Question

Sketch the region bounded by the graphs of the functions and find the area of the region. $$ f(y)=y(2-y), g(y)=-y $$

Short answer

The area of the region bounded by the curves \(y(2-y)\) and \(-y\) from y=0 to 2, is found by evaluating the integral \( \int_{0}^{2} [(y(2-y))-(-y)] dy \).

Step-by-step solution

Identify the points of intersection

The points of intersection are obtained by setting the two functions equal to each other and solving for y. So set \(y(2-y) = -y\). This will yield two solutions, which are y=0 and y=2. These are the values of y that the region of interest is between.

Sketch the region

Sketch the graphs of both functions \(f(y)=y(2-y)\) and \(g(y)=-y\) between y=0 and y=2. This will give a visual representation of the region whose area needs to be found. \(f(y)\) will give a parabolic curve opening downwards with a maximum value at y=1, while \(g(y)\) will give a straight line with negative slope.

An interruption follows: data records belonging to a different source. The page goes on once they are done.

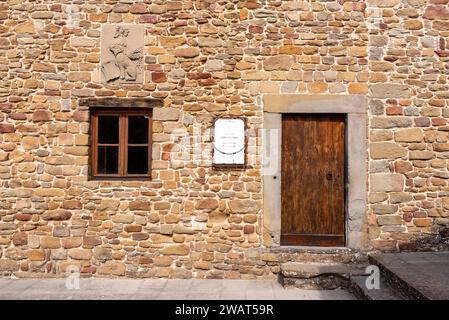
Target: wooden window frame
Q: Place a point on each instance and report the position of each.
(123, 114)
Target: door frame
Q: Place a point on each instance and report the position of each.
(354, 106)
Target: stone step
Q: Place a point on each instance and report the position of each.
(415, 276)
(359, 289)
(314, 275)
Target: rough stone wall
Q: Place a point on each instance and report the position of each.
(409, 146)
(205, 59)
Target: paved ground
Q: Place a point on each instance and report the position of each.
(161, 289)
(425, 272)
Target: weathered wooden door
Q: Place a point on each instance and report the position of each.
(313, 180)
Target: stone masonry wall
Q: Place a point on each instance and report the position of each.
(409, 146)
(205, 59)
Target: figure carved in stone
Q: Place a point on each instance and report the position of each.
(126, 63)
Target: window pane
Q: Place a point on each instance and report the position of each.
(108, 129)
(138, 129)
(138, 160)
(107, 160)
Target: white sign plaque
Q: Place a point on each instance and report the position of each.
(229, 141)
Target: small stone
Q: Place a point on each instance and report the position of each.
(187, 52)
(20, 238)
(166, 114)
(381, 208)
(8, 265)
(112, 268)
(50, 243)
(209, 204)
(436, 13)
(409, 135)
(123, 218)
(389, 220)
(390, 90)
(243, 206)
(213, 65)
(7, 128)
(25, 28)
(30, 143)
(421, 155)
(386, 150)
(80, 254)
(42, 115)
(163, 261)
(171, 42)
(57, 215)
(36, 255)
(69, 243)
(61, 231)
(109, 204)
(279, 62)
(83, 42)
(381, 182)
(102, 254)
(180, 250)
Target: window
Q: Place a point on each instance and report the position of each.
(121, 143)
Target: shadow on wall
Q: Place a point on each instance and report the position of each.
(436, 242)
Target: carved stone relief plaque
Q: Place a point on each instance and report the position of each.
(122, 52)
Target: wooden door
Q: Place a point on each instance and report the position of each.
(313, 180)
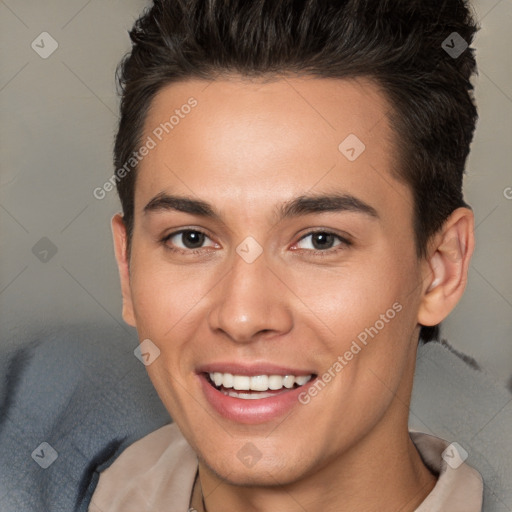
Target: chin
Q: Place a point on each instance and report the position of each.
(264, 473)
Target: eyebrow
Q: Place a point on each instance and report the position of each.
(299, 206)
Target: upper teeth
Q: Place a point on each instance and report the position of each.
(257, 382)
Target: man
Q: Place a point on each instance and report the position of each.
(290, 175)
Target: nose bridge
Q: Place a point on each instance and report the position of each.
(250, 298)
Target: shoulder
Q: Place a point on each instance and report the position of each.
(158, 469)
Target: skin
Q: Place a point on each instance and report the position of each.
(247, 148)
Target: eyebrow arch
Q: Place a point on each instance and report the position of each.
(301, 205)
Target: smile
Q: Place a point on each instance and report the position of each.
(255, 387)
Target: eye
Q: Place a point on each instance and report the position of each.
(191, 241)
(322, 242)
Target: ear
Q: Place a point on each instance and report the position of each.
(120, 244)
(446, 269)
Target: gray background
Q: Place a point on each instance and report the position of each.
(58, 122)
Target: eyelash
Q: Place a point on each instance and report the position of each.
(343, 245)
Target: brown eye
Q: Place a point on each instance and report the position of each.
(323, 241)
(185, 240)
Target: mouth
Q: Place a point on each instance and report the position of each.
(255, 387)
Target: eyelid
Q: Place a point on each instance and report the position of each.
(345, 241)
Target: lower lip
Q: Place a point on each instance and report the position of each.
(251, 411)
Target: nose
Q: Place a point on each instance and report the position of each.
(252, 301)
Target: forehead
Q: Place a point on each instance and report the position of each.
(257, 142)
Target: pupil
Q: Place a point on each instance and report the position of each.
(322, 236)
(193, 239)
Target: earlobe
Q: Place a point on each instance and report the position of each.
(447, 268)
(120, 247)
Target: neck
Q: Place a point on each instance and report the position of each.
(382, 473)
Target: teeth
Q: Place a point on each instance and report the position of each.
(257, 382)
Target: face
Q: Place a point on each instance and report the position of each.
(263, 278)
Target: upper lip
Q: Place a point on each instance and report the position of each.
(252, 369)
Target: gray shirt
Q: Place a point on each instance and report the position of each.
(158, 472)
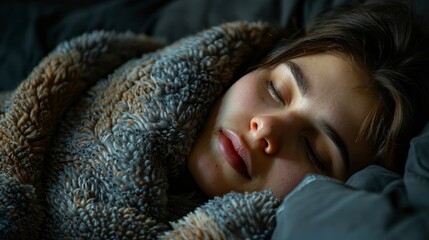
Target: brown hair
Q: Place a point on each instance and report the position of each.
(388, 43)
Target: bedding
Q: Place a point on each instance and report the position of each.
(100, 161)
(373, 204)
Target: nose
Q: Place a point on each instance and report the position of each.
(270, 132)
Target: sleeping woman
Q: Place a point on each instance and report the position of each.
(113, 136)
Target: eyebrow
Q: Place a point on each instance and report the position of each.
(298, 76)
(302, 83)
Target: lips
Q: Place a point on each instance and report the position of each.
(234, 151)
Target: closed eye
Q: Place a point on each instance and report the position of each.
(274, 92)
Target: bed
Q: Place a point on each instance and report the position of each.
(373, 204)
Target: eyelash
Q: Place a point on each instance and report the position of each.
(274, 93)
(313, 158)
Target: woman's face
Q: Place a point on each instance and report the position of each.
(274, 126)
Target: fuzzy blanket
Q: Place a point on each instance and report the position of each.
(91, 141)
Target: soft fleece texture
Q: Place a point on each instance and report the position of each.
(90, 141)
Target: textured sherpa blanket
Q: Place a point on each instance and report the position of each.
(91, 140)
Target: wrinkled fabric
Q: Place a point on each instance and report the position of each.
(373, 204)
(91, 140)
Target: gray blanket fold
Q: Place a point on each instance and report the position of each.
(89, 141)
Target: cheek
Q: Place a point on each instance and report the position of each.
(285, 176)
(242, 96)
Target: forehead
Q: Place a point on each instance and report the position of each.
(339, 94)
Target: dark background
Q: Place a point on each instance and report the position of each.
(29, 30)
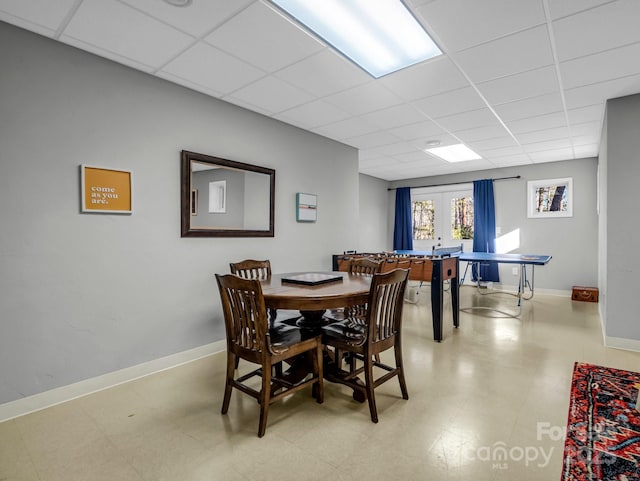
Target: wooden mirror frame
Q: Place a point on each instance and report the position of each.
(187, 230)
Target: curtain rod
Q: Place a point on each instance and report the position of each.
(453, 183)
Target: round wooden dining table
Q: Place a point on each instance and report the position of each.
(313, 300)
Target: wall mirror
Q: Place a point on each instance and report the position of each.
(225, 198)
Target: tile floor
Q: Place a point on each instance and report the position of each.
(497, 385)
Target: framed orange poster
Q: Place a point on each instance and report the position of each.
(106, 191)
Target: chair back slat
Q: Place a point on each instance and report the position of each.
(385, 304)
(251, 269)
(364, 266)
(245, 315)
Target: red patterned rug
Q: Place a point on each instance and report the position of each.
(603, 431)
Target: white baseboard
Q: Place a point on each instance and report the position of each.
(622, 343)
(514, 289)
(37, 402)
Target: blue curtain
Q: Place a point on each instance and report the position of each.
(403, 227)
(484, 228)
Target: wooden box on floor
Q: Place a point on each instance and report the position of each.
(586, 294)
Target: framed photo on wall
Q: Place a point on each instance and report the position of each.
(550, 198)
(306, 207)
(105, 190)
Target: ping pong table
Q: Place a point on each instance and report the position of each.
(522, 260)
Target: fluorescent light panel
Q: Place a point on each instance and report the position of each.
(454, 153)
(381, 36)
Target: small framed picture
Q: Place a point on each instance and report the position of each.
(306, 207)
(105, 190)
(550, 198)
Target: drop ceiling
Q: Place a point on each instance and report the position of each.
(520, 81)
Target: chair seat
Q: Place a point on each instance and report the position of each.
(285, 335)
(350, 330)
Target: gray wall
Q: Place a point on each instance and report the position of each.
(374, 211)
(86, 294)
(572, 241)
(622, 180)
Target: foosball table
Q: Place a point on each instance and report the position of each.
(435, 267)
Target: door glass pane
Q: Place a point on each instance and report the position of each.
(462, 218)
(423, 218)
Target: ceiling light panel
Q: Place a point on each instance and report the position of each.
(381, 36)
(454, 153)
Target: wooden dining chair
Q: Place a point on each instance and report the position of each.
(363, 266)
(251, 269)
(261, 270)
(382, 330)
(250, 338)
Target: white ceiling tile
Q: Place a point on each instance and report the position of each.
(587, 150)
(586, 114)
(272, 95)
(212, 68)
(274, 43)
(545, 104)
(541, 122)
(521, 86)
(504, 56)
(427, 78)
(189, 84)
(395, 116)
(392, 150)
(547, 145)
(323, 74)
(364, 98)
(467, 120)
(563, 8)
(601, 67)
(346, 129)
(491, 143)
(197, 19)
(313, 114)
(43, 16)
(587, 128)
(502, 152)
(460, 24)
(551, 155)
(248, 106)
(543, 135)
(449, 103)
(443, 137)
(599, 92)
(605, 27)
(482, 133)
(511, 160)
(130, 34)
(420, 130)
(417, 158)
(100, 52)
(585, 139)
(369, 141)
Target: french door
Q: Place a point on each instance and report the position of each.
(442, 218)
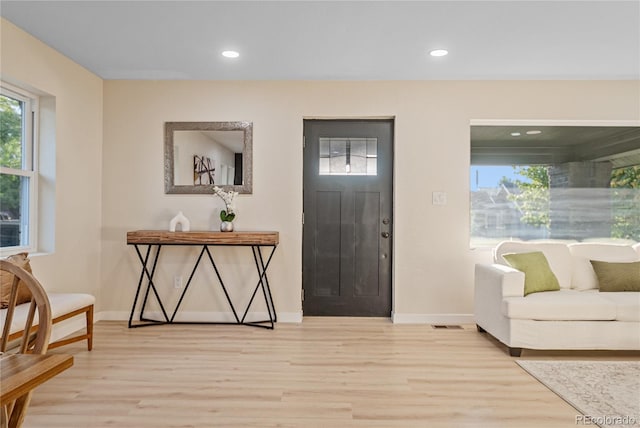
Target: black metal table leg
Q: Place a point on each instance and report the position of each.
(150, 286)
(149, 263)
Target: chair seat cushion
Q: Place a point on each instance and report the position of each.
(61, 304)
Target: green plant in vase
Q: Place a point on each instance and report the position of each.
(228, 214)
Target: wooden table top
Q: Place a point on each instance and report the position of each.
(201, 238)
(20, 373)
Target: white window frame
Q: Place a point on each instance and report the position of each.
(536, 122)
(29, 166)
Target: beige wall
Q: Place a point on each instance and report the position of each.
(74, 169)
(433, 265)
(109, 172)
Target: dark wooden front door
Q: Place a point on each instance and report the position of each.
(348, 217)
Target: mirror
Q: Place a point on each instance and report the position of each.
(201, 155)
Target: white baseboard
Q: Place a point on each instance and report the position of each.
(67, 327)
(286, 317)
(438, 319)
(283, 317)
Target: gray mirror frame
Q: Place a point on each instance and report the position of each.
(247, 156)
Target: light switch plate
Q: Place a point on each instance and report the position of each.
(439, 198)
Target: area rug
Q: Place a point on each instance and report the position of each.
(606, 393)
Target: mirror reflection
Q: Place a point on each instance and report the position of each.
(201, 155)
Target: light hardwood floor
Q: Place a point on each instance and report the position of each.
(325, 372)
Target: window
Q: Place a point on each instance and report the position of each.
(348, 156)
(577, 183)
(18, 169)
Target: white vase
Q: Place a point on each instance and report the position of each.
(181, 220)
(226, 226)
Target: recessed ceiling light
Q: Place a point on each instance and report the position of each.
(439, 52)
(230, 54)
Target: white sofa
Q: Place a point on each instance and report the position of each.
(578, 316)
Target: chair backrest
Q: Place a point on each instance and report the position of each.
(35, 338)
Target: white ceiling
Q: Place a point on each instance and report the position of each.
(340, 40)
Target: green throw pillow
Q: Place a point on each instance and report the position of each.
(538, 276)
(617, 276)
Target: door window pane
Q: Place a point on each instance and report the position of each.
(348, 156)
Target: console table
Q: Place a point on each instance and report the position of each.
(156, 239)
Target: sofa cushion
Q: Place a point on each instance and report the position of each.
(627, 305)
(556, 253)
(617, 276)
(563, 305)
(584, 277)
(538, 276)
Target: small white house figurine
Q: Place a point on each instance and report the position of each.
(181, 220)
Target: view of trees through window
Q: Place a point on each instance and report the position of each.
(15, 174)
(525, 205)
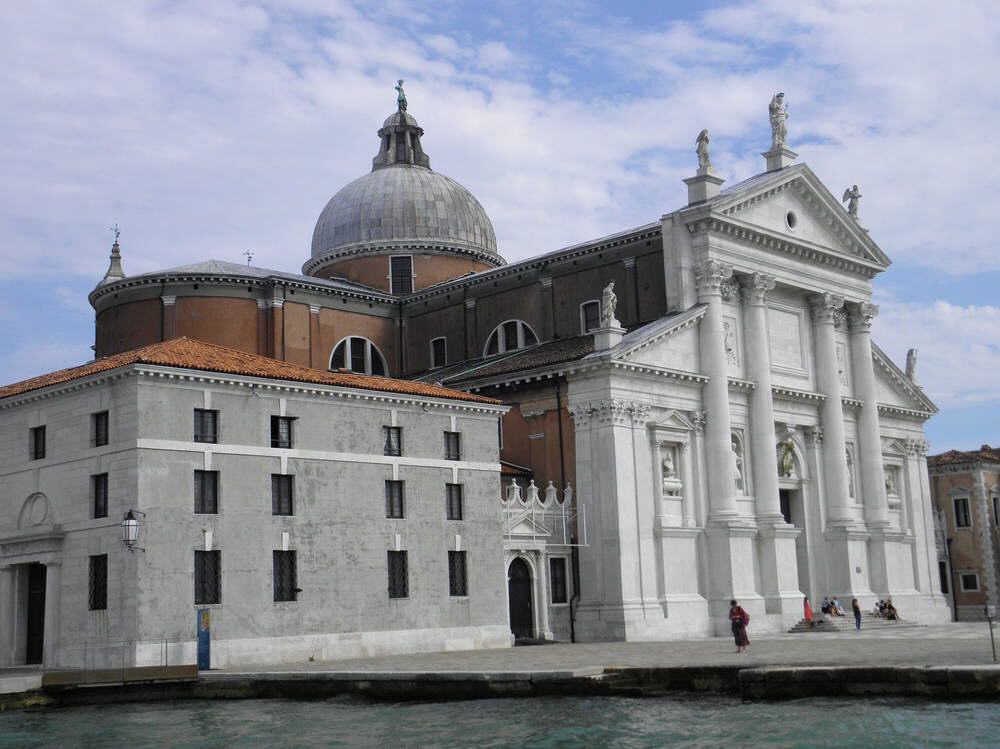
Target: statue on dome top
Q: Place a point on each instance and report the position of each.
(704, 161)
(401, 98)
(852, 197)
(778, 114)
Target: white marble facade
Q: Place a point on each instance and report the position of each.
(743, 445)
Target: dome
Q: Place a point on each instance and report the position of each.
(402, 204)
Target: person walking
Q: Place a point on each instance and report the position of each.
(739, 619)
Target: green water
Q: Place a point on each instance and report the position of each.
(695, 721)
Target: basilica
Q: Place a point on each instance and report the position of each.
(657, 421)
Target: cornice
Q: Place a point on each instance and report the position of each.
(736, 229)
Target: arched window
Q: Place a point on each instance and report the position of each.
(510, 336)
(590, 316)
(358, 355)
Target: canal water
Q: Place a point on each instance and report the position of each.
(696, 721)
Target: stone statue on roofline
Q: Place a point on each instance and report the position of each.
(852, 197)
(401, 98)
(701, 148)
(778, 114)
(609, 302)
(911, 365)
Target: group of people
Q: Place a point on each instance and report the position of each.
(886, 610)
(832, 607)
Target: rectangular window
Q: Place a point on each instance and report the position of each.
(206, 492)
(962, 517)
(99, 493)
(207, 577)
(457, 581)
(206, 425)
(36, 443)
(452, 446)
(969, 581)
(591, 313)
(394, 499)
(99, 429)
(557, 579)
(282, 489)
(401, 272)
(399, 576)
(285, 576)
(281, 431)
(98, 583)
(392, 441)
(439, 352)
(453, 494)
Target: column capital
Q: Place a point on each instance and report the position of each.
(861, 315)
(755, 287)
(710, 275)
(825, 307)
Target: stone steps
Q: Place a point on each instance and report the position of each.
(846, 624)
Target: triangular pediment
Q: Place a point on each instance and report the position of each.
(793, 203)
(893, 388)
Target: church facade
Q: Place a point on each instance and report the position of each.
(697, 411)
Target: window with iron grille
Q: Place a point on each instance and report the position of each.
(399, 576)
(99, 429)
(962, 517)
(281, 431)
(285, 588)
(98, 583)
(206, 425)
(457, 584)
(394, 499)
(557, 579)
(36, 443)
(99, 492)
(206, 492)
(282, 490)
(439, 352)
(392, 441)
(590, 316)
(452, 446)
(453, 501)
(401, 272)
(207, 577)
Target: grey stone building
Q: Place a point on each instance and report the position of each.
(312, 514)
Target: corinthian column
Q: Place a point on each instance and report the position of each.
(758, 361)
(869, 439)
(718, 432)
(824, 307)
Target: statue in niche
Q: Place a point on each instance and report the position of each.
(701, 148)
(890, 481)
(850, 472)
(852, 197)
(609, 303)
(911, 365)
(730, 341)
(401, 97)
(778, 114)
(786, 459)
(737, 463)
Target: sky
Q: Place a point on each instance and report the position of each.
(208, 129)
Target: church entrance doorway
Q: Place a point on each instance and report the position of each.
(522, 618)
(35, 629)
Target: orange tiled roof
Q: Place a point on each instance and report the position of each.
(187, 353)
(984, 454)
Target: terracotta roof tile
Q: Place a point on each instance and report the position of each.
(187, 353)
(984, 454)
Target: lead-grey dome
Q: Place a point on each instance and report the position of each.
(402, 203)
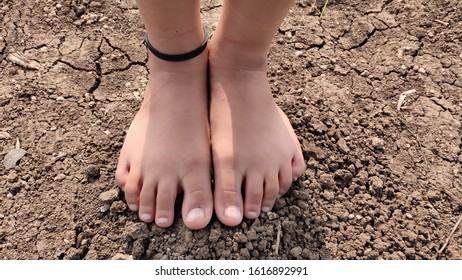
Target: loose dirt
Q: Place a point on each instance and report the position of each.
(381, 183)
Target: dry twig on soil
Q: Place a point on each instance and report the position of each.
(449, 237)
(278, 240)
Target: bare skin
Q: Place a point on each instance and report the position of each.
(253, 144)
(167, 148)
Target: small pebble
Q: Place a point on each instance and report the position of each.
(296, 251)
(122, 257)
(60, 177)
(4, 135)
(377, 143)
(109, 196)
(11, 159)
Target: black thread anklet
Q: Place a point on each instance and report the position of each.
(177, 57)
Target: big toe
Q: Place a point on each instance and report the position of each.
(197, 207)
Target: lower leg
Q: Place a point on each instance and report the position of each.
(253, 144)
(167, 147)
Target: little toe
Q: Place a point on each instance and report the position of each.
(121, 174)
(165, 202)
(132, 190)
(298, 165)
(228, 197)
(253, 196)
(197, 207)
(147, 201)
(271, 192)
(285, 178)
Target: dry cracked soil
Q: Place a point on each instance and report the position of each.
(381, 183)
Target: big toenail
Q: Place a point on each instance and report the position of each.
(195, 214)
(162, 220)
(252, 214)
(233, 212)
(146, 217)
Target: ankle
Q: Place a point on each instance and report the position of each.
(228, 54)
(197, 64)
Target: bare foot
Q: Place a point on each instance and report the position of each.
(253, 144)
(167, 148)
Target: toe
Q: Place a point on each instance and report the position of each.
(227, 196)
(132, 190)
(147, 201)
(298, 165)
(285, 178)
(121, 173)
(165, 202)
(197, 207)
(271, 191)
(253, 196)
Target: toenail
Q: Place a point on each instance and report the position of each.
(146, 217)
(233, 212)
(162, 220)
(195, 214)
(252, 214)
(133, 207)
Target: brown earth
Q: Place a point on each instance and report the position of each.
(380, 183)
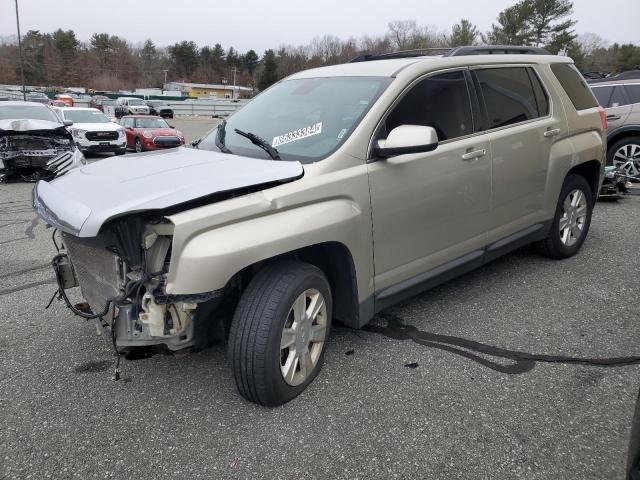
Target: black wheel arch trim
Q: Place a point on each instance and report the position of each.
(623, 129)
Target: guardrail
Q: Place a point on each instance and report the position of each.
(11, 95)
(208, 108)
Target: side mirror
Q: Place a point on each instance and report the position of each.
(407, 139)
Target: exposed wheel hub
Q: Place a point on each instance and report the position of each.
(574, 215)
(303, 337)
(628, 156)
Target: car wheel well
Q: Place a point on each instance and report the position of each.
(335, 261)
(591, 172)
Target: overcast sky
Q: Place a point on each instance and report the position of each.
(259, 24)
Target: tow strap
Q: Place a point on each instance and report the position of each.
(523, 361)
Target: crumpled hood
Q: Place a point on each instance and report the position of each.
(82, 200)
(96, 127)
(30, 126)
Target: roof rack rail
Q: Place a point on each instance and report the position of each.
(496, 50)
(455, 52)
(418, 52)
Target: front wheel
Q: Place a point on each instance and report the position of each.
(571, 223)
(278, 333)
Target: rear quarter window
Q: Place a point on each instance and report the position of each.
(634, 92)
(573, 83)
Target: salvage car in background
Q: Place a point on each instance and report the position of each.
(34, 143)
(37, 97)
(97, 102)
(621, 100)
(93, 131)
(158, 107)
(145, 132)
(132, 106)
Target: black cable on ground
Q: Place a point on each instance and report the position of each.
(523, 361)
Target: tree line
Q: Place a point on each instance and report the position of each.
(109, 62)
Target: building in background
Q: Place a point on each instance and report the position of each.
(209, 90)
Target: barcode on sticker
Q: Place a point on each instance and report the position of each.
(298, 134)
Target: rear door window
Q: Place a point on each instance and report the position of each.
(618, 98)
(440, 101)
(574, 84)
(509, 95)
(603, 94)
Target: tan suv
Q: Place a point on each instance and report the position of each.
(621, 100)
(332, 195)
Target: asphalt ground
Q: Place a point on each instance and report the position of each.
(368, 415)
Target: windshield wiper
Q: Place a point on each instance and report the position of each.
(220, 137)
(260, 142)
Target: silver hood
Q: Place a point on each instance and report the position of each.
(82, 200)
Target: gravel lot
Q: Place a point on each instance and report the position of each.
(367, 415)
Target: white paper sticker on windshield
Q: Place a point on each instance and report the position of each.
(299, 134)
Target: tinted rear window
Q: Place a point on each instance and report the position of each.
(634, 92)
(509, 95)
(577, 89)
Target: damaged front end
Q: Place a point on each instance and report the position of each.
(32, 152)
(122, 275)
(112, 218)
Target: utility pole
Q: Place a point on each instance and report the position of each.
(24, 92)
(234, 70)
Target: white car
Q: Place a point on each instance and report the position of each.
(93, 131)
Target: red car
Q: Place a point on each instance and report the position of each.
(145, 132)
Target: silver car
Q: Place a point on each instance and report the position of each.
(332, 195)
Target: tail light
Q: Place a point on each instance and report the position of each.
(603, 118)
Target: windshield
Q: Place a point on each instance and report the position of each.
(12, 112)
(304, 119)
(85, 116)
(151, 123)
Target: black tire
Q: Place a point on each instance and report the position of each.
(256, 330)
(552, 246)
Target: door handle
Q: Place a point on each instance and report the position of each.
(475, 154)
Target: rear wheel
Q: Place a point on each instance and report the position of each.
(278, 333)
(572, 219)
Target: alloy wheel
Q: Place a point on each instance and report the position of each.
(630, 155)
(303, 337)
(574, 216)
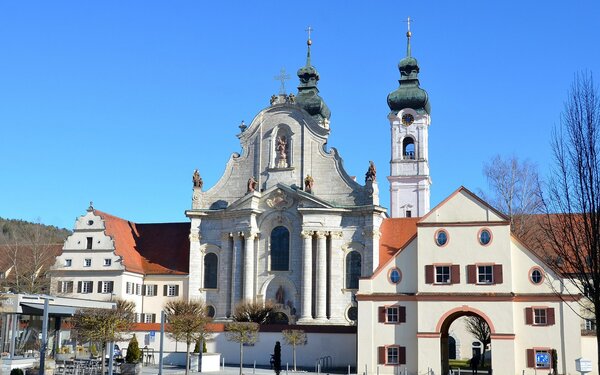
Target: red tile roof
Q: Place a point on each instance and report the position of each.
(395, 234)
(150, 248)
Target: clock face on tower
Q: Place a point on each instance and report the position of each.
(407, 119)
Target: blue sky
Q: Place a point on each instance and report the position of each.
(118, 102)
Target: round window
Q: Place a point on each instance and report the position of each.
(352, 313)
(536, 276)
(485, 236)
(441, 237)
(395, 276)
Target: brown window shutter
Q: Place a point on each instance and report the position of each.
(381, 355)
(550, 316)
(529, 315)
(530, 358)
(471, 274)
(402, 355)
(429, 274)
(455, 274)
(382, 311)
(498, 274)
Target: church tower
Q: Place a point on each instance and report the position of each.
(409, 122)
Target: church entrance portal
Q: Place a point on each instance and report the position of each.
(478, 323)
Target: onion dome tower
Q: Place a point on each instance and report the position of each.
(409, 122)
(308, 93)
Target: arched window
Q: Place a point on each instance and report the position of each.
(353, 265)
(280, 249)
(211, 263)
(408, 148)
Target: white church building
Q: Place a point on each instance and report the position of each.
(286, 223)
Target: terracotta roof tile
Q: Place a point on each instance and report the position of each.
(150, 248)
(395, 234)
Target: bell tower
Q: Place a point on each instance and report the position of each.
(409, 118)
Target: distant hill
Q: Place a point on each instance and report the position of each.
(21, 231)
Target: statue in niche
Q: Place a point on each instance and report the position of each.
(197, 179)
(252, 184)
(280, 295)
(309, 183)
(371, 172)
(281, 149)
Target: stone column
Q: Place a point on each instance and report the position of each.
(226, 262)
(321, 276)
(249, 266)
(306, 288)
(237, 270)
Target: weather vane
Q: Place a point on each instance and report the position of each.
(282, 77)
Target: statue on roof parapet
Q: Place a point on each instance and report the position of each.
(371, 174)
(197, 180)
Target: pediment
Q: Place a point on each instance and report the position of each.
(463, 206)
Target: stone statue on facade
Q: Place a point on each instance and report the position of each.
(281, 149)
(197, 179)
(252, 184)
(309, 182)
(371, 172)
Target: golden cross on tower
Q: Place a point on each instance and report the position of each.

Compute the area using integration

The area of region between two curves from a to b is found using the definite integral \( \int_{a}^{b} [f(y)-g(y)] dy \). Here, \(f(y)\) is the upper curve and \(g(y)\) is the lower curve. Since \(f(y)>g(y)\), substitute \( y(2-y) \) for \(f(y)\) and \(-y\) for \(g(y)\) resulting in the integral \( \int_{0}^{2} [(y(2-y))-(-y)] dy \). Evaluate this integral to get the area of the region.